The resulting Haskell file contains a number of definitions, the heart of which is the reasonably nice code, below. And I was only slightly hampered by my near-total ignorance of the Haskell programming language. Note that Ex_t_intro creates a result whose type is Ex_t; O and S are the zero and the successor function from Peano arithmetic; beq_nat tests Peano numbers for equality; nat_rec is a higher-order function that recurs over the function among its arguments. The definition of nat_rec is not shown here. At any rate it is generated by Coq according to the inductive type "nat" that was defined in Coq.
divalg :: Nat -> Nat -> Ex_t Nat (Ex_t Nat ())
divalg n m =
case m of {
O -> Ex_t_intro O (Ex_t_intro n __);
S m' ->
nat_rec (Ex_t_intro O (Ex_t_intro O __)) (\n' iHn' ->
case iHn' of {
Ex_t_intro q' hq' ->
case hq' of {
Ex_t_intro r' _ ->
let {k = beq_nat r' m'} in
case k of {
True -> Ex_t_intro (S q') (Ex_t_intro O __);
False -> Ex_t_intro q' (Ex_t_intro (S r') __)}}}) n}
Update 2013-04-24: I know a bit more Haskell now. To assist others in reading the extracted code above, I'm presenting the following hand-rewritten code that I claim is equivalent and more readable. I'm also presenting the extracted definitions Nat, O, S, and nat_rec that I did not eliminate.
-- Extracted: Natural numbers (non-negative integers)
-- in the manner in which Peano defined them.
data Nat =
O
| S Nat
deriving (Eq, Show)
-- Extracted: General recursion over natural numbers,
-- an interpretation of Nat in the manner of higher-order abstract syntax.
nat_rec :: a1 -> (Nat -> a1 -> a1) -> Nat -> a1
nat_rec f f0 n =
case n of {
O -> f;
S n0 -> f0 n0 (nat_rec f f0 n0)}
-- Given non-negative integers n and m, produce (q, r) with n = q * m + r.
divalg_t :: Nat -> Nat -> (Nat, Nat)
divalg_t n O = (O, n) -- n/0: Define quotient 0, remainder n.
divalg_t n (S m') = divpos n m' -- n/(S m')
where
-- Given non-negative integers n and m',
-- and defining m = m' + 1,
-- produce (q, r) with n = q * m + r
-- so that q = floor (n / m) and r = n % m.
divpos :: Nat -> Nat -> (Nat, Nat)
divpos n m' = nat_rec (O, O) (incrDivMod m') n
-- Given a non-negative integer m' and
-- a pair of non-negative integers (q', r') with r <= m',
-- and defining m = m' + 1,
-- produce (q, r) with q*m + r = q'*m + r' + 1 and r <= m'.

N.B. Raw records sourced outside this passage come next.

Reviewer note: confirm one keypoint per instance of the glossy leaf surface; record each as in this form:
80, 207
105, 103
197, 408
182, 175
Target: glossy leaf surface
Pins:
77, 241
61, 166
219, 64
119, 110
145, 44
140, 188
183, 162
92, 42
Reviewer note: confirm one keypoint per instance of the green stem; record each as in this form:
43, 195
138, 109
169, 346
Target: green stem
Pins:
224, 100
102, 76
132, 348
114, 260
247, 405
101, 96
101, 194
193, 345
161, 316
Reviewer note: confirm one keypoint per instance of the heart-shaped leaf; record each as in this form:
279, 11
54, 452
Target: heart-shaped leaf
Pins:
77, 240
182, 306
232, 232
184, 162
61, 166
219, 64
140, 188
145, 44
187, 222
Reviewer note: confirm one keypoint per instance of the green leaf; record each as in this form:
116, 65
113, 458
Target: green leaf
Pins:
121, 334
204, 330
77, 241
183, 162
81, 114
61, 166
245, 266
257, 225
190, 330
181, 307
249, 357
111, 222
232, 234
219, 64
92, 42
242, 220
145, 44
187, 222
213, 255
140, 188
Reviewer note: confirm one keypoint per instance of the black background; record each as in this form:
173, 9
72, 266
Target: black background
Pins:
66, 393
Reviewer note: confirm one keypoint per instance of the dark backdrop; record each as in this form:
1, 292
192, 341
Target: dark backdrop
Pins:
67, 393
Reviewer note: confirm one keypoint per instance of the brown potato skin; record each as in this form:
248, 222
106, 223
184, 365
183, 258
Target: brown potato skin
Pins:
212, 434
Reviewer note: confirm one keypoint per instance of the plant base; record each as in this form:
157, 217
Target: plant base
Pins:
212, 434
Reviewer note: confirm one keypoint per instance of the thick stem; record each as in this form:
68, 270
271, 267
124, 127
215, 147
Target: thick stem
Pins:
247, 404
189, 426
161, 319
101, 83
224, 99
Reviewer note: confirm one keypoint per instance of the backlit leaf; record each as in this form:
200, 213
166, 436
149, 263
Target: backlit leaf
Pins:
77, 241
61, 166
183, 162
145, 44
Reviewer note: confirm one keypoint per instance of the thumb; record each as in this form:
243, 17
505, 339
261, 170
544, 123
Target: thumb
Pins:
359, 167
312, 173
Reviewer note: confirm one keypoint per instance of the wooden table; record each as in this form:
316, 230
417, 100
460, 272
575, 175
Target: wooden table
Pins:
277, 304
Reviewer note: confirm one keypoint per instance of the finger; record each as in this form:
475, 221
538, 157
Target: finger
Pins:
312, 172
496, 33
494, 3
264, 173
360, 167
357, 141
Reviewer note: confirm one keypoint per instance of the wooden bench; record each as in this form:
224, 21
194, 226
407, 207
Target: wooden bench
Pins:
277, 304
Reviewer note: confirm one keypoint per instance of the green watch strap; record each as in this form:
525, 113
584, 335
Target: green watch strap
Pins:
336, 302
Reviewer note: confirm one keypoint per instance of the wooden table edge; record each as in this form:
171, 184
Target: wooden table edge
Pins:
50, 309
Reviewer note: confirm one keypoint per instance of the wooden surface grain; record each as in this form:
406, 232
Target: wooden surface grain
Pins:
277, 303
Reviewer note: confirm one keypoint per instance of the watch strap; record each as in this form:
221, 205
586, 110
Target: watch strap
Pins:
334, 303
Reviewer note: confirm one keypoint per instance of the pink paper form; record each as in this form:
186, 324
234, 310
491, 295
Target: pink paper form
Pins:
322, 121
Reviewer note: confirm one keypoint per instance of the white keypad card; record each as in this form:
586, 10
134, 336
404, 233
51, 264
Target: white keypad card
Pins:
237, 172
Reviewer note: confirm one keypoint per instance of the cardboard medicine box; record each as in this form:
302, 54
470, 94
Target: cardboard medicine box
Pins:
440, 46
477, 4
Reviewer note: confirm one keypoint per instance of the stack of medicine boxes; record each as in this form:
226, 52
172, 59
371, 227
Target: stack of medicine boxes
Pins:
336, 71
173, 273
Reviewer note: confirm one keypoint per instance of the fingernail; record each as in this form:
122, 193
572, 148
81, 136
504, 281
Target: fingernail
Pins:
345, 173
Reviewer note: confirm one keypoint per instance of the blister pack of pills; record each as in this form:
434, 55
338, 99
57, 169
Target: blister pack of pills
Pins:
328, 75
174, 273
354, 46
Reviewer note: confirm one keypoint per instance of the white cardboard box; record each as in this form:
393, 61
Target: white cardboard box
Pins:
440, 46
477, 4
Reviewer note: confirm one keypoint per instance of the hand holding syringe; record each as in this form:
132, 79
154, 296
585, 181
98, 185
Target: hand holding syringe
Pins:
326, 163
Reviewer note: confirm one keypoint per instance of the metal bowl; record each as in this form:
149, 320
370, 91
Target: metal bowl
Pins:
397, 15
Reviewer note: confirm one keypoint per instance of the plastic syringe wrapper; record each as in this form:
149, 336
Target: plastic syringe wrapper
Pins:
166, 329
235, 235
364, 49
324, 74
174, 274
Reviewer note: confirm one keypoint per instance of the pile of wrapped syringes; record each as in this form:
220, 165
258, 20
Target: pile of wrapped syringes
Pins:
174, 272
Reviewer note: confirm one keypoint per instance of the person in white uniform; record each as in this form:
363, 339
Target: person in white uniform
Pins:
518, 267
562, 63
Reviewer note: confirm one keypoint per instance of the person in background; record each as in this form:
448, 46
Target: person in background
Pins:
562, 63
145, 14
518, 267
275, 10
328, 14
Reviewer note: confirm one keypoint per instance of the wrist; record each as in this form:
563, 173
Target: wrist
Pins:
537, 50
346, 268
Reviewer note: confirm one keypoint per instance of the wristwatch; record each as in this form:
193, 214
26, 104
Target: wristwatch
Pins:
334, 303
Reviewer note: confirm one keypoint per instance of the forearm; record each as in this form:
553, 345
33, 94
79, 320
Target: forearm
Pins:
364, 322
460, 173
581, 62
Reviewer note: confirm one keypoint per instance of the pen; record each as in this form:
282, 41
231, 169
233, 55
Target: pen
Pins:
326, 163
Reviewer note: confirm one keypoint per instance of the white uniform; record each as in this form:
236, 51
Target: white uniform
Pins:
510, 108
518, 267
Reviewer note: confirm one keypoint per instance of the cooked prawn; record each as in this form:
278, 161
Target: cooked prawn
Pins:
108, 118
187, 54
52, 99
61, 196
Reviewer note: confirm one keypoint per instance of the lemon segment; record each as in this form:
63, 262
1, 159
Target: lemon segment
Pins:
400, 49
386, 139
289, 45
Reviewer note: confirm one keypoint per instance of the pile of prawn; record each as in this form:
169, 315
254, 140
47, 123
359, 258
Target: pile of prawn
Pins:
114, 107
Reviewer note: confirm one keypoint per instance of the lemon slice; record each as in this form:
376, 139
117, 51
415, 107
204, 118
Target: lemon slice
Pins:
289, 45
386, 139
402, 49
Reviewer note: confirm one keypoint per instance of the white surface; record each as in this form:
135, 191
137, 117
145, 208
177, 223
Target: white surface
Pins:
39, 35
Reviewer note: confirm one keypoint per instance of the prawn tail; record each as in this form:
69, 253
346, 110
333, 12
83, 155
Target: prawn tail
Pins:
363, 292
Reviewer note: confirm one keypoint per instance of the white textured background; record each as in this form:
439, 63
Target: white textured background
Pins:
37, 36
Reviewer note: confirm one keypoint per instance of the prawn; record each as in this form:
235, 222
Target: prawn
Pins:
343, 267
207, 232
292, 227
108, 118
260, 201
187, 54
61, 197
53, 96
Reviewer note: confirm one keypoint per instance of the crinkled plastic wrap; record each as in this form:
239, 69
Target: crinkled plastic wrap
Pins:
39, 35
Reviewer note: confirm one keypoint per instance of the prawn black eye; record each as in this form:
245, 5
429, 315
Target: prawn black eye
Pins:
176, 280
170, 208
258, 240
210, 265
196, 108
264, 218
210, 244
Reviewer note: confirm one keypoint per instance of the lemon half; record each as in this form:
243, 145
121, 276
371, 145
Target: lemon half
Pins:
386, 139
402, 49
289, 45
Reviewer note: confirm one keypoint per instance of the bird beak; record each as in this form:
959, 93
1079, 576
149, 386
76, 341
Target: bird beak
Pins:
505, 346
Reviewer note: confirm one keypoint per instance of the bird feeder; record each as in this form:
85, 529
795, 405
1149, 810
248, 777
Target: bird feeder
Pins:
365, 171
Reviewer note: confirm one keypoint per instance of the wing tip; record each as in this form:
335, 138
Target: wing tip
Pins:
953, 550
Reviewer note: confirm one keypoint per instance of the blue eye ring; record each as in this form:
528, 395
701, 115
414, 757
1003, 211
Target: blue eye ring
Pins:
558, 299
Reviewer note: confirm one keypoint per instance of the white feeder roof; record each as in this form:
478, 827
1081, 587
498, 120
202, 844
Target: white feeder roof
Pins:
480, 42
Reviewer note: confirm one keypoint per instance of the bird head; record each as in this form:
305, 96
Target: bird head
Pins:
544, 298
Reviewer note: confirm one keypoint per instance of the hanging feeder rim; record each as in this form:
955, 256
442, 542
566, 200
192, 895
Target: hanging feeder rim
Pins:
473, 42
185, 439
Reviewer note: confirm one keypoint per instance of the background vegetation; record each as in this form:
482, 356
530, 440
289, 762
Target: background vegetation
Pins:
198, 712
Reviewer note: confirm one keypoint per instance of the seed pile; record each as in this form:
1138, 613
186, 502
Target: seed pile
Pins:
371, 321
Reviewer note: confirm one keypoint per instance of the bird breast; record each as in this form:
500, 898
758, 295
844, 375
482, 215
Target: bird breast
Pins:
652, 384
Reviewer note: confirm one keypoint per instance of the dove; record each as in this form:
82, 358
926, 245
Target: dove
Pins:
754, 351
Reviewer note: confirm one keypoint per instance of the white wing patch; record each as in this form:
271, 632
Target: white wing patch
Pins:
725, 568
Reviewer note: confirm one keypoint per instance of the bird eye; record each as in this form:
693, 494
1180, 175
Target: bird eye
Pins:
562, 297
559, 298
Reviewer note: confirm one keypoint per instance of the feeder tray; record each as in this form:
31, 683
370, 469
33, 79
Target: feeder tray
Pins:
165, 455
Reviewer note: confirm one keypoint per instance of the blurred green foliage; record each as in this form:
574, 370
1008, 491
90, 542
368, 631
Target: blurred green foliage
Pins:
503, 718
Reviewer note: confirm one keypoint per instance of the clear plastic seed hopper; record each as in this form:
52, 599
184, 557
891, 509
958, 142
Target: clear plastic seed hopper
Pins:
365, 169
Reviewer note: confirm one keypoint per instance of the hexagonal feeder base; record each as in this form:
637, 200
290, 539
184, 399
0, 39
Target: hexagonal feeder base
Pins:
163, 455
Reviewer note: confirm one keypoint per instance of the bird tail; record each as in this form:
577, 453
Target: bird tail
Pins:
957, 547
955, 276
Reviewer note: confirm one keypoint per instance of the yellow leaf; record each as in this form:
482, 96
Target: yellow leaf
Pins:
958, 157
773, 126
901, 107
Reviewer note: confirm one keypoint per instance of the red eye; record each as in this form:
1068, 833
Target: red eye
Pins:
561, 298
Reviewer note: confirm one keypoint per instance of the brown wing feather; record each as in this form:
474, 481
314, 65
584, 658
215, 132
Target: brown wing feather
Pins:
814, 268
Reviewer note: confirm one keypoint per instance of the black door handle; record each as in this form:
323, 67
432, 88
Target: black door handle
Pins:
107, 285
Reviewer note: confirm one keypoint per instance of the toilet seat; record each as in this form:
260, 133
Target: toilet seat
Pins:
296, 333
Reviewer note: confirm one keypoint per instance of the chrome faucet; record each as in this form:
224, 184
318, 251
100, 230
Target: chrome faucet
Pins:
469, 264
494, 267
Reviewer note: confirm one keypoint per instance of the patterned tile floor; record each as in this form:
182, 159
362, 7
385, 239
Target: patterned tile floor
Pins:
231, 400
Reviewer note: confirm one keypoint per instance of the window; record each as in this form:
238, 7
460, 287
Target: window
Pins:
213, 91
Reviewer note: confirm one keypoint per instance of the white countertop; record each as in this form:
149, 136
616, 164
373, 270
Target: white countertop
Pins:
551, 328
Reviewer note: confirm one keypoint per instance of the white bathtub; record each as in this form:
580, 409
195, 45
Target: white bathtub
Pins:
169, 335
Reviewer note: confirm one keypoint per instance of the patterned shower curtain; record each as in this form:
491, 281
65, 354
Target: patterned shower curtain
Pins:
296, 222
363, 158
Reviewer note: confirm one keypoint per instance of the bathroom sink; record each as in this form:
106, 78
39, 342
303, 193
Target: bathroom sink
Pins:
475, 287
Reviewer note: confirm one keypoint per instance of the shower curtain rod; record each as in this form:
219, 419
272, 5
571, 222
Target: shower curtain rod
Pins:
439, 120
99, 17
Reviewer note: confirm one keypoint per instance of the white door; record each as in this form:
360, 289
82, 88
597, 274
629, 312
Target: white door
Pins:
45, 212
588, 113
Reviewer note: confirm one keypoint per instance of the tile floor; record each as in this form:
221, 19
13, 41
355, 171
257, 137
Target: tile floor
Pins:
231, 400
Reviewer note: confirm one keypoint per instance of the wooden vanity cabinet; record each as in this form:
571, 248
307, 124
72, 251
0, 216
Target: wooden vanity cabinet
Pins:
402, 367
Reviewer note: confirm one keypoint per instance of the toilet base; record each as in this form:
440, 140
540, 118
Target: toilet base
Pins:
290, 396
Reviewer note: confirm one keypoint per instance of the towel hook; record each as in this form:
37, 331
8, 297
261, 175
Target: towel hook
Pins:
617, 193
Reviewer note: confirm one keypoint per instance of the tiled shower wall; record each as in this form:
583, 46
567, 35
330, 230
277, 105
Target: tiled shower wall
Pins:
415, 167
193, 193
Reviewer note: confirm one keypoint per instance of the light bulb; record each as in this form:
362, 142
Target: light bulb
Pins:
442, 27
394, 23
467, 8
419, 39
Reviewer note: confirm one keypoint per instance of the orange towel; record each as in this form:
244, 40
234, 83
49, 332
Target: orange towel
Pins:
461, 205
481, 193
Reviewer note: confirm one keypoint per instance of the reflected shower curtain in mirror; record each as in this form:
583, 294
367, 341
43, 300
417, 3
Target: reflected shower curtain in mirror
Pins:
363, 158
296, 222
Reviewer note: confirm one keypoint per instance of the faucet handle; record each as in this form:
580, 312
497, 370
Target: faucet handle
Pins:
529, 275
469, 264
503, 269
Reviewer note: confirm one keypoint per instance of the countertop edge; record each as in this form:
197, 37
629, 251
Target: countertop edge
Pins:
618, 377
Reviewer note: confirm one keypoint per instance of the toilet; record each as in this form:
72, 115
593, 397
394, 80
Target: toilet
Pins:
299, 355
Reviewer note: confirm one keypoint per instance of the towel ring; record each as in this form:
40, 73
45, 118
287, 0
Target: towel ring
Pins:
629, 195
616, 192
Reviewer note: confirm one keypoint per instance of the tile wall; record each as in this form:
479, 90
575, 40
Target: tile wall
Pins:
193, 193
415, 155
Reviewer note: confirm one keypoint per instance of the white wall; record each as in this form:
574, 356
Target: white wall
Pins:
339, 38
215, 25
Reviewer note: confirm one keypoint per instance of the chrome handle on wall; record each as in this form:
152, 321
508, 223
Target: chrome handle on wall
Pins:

incrDivMod :: Nat -> Nat -> (Nat, Nat) -> (Nat, Nat)
incrDivMod m' _ (q', r')
| r' == m' = (S q', O)
| otherwise = (q', S r')
The current copy of Software Foundations dated July 25, 2012, answers this quite concisely in the late chapter "Extraction2". The answer is that it can certainly be done, much like this:
Extraction Language Haskell
Extraction "divalg.hs" divalg
One more trick is necessary. Instead of a Prop, divalg must be a Type. Otherwise it will be erased in the process of extraction.
Uh oh, #Anthill is correct, I haven't answered the question because I don't know how to explain how Prof. Pierce accomplished that in his NormInType.v variant of his Norm.v and MoreStlc.v.
OK, here's the rest of my partial answer anyway.
Where "divalg" appears above, it will be necessary to provide a space-separated list of all of the propositions (which must each be redefined as a Type rather than a Prop) on which divalg relies. For a thorough, interesting, and working example of a proof extraction, one may consult the chapter Extraction2 mentioned above. That example extracts to OCaml, but adapting it for Haskell is simply a matter of using Extraction Language Haskell as above.
In part, the reason that I spent some time not knowing the above answer is that I have been using the copy of Software Foundations dated October 14, 2010, that I downloaded in 2011.